When I was nine years old, my mother married a rancher and I found myself --I mean that literally-- living in the country. My real life began then and preceding years vanished from my memory. I’d fantasized about horses for years, but my dreams grew solid when I bought an old mare. Besides learning to ride, I learned everything I needed to know for the rest of my life.
The plump Blaze was much more solid --OK, fat-- than I’d hoped, as is typical of illusions. When my Uncle Harold tried to badger his brother into buying me a better horse, my new father replied, "I'm not paying big money for some nag!" So when I turned eleven, Harold gave me an unbroken Arab mare with her yearling filly. I named the filly Rebel because she reared, screaming, flaring her tail like a flag when the lariat settled around her neck. Then she shook her mane, snapped her big white teeth together, pawed with her front feet and kicked as we led her home between our older horses.

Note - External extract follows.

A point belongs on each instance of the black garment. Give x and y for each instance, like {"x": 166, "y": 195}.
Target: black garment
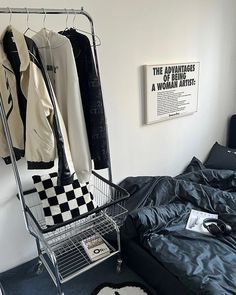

"We'll have to gentle her to ride," said my father. I now realize that we got acquainted while he trained me the same way. But "gentle" didn't mean "easy." He figured you learned best by doing and doing again and again, over and over until you got it right. So I rode a horse every day until my middle teens because every day my father made it his business to find a chore requiring a rider. Without a youngster and a green horse to teach, he'd have driven a pickup to check the cows or mend fences. But he took fatherhood so seriously he didn't mind that creating educational toil for me required labor for himself.
By the time I trained Rebel to ride, her brother Yankee was ready to school. Until I turned fifty, I seldom rode a horse I hadn't trained. As I reluctantly moved into city chaos, sure it would drive me crazy, my last horse died.
Reflecting that I'd rather be among horses than people, I recognized how much I'd learned from them about living. Some horse-taught lessons apply literally --while unfolding into greater meanings. I learned, for example, how to stay in a saddle, and how to remount if I fell or was thrown off. Inherent in that lesson were tactics I used to raise myself from figurative dust as well, and to climb back onto whatever problem I've chosen to ride. Living in a city, I naturally spend less time pitching hay and more time thinking. Rules I learned at the bony knees of my horses, I've concluded, can apply equally well to folks who never go anywhere near a horse.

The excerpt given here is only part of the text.